Genital Plastic Surgery and the Production of the Sexed Female Subject By Karen McNamara

For decades, American women have turned to plastic surgery to make their breasts larger, their stomachs flatter, and their thighs smoother. Recently, more and more of them also want their vaginal openings tighter and their labia smaller. Although no official data are available on how many of these procedures are performed annually, industry experts estimate that plastic surgery of the female genitals is the fastest-growing area of plastic surgery in the United States. How should cultural critics interpret this phenomenon? One useful approach to examining this trend is to consider it as evidence of Judith Butler’s theory that gender actually produces sexed bodies. From this perspective, how might genital plastic surgery serve to transform the bodies of women into “properly sexed” female subjects that are better suited to meet the criteria of the label “woman” under the heterosexual imperative?

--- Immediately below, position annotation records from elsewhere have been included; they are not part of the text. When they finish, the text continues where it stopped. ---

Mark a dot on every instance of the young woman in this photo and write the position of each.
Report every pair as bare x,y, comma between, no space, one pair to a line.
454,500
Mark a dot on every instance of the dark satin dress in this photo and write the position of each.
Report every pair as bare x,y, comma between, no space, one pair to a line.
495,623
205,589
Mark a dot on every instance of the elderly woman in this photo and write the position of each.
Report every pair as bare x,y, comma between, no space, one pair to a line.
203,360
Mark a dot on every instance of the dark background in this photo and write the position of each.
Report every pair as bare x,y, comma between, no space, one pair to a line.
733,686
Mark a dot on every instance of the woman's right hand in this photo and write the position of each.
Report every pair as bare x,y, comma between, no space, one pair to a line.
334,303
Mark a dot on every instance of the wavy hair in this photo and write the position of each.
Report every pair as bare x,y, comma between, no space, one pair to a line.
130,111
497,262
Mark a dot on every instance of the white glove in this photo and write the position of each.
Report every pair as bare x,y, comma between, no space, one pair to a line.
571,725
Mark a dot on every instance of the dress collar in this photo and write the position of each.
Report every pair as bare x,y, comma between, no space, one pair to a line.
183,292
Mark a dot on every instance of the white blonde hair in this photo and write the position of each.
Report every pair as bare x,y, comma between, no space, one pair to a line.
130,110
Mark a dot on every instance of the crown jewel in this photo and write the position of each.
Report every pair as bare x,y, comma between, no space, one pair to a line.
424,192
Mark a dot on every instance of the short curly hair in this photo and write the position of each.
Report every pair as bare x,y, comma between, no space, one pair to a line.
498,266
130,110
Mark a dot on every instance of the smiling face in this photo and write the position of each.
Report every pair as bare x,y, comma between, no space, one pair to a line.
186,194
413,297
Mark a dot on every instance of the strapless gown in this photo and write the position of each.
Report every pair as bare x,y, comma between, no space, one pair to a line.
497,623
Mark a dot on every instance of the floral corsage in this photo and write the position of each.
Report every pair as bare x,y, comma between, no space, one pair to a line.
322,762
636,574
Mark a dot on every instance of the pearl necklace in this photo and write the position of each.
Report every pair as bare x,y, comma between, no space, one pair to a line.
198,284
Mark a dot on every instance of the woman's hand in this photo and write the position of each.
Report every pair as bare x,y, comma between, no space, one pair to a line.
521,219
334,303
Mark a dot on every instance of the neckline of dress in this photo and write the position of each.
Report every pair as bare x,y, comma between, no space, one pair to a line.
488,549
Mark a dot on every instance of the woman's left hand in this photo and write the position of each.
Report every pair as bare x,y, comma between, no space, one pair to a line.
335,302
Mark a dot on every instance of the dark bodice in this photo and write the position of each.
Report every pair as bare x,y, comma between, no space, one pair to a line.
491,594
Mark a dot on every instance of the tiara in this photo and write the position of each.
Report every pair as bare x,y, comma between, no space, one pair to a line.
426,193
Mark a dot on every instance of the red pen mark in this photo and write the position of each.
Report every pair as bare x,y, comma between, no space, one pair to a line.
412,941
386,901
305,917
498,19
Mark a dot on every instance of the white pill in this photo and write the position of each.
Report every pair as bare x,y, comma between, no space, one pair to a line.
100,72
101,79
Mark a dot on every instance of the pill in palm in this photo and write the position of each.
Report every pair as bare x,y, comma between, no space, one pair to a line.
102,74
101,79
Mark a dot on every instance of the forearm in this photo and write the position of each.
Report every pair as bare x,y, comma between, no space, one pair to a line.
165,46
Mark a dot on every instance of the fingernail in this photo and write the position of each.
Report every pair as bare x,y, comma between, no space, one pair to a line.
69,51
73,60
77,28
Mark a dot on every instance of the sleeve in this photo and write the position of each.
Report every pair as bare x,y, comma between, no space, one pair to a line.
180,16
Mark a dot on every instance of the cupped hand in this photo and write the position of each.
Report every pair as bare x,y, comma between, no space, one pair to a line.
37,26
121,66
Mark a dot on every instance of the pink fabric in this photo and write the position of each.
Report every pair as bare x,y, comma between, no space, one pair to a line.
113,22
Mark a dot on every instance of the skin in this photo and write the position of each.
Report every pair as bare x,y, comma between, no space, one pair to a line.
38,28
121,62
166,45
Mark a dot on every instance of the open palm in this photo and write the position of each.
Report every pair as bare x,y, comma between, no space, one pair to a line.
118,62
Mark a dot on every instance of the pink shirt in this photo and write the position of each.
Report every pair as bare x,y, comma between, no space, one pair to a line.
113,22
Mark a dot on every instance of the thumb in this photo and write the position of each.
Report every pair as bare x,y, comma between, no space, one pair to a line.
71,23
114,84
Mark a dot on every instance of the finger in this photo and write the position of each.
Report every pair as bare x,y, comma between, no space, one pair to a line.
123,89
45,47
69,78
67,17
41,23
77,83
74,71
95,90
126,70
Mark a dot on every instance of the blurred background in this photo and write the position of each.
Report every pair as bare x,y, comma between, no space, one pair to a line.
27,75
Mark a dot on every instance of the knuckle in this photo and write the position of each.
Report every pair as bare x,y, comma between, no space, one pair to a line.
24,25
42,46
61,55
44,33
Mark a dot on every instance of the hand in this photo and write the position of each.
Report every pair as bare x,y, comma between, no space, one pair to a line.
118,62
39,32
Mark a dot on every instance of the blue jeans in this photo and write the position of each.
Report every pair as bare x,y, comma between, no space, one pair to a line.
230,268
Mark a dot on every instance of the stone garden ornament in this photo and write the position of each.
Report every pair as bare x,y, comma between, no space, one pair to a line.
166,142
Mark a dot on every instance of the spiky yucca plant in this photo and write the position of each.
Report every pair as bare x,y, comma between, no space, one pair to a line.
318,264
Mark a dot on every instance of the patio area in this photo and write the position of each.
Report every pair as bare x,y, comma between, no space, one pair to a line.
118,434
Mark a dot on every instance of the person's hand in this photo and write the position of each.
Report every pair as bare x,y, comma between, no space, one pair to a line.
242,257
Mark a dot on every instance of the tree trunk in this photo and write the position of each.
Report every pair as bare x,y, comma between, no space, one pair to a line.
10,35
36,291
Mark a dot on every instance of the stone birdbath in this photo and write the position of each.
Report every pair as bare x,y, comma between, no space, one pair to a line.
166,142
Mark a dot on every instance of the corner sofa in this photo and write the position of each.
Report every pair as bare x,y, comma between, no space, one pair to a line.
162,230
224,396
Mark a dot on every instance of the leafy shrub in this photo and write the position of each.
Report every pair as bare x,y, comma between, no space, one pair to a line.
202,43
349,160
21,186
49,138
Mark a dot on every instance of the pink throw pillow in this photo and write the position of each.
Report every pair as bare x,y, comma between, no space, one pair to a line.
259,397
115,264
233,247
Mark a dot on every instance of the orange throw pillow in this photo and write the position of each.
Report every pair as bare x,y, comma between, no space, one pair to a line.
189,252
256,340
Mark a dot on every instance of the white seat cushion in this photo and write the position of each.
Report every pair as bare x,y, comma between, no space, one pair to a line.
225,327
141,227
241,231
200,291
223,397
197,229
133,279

In Gender Trouble, first published in 1990, Butler radically challenges the long-held idea that gender is a social construct that imprints itself upon stable, “natural,” sexed bodies. Conventional thinking presumes that gender, particularly the myriad of ways in which people “perform” their role as a man or a woman, is an effect of having one of two kinds of sexed bodies. Butler’s work inverts this assumption, demonstrating how sex is actually a gendered category. As such, gender is therefore a cause rather than an effect, and the mark of gender brings the sexed body “into being” . Butler emphasizes how sexed bodies are created toward a particular end: normative heterosexuality. In Bodies That Matter, published three years after Gender Trouble, Butler continues her investigation of this topic:
The regulatory norms of ‘sex’ work in a performative fashion to constitute the materiality of bodies and, more specifically, to materialize the body’s sex, to materialize sexual difference in the service of the consolidation of the heterosexual imperative. Recognizing Butler’s understanding of the body as a discursive construct, one can begin to consider how even those born with the sexual organs of a female might determine that, nonetheless, they do not “measure up.” Simply having a vagina, it seems, may not be sufficient qualification for membership in the category “woman.”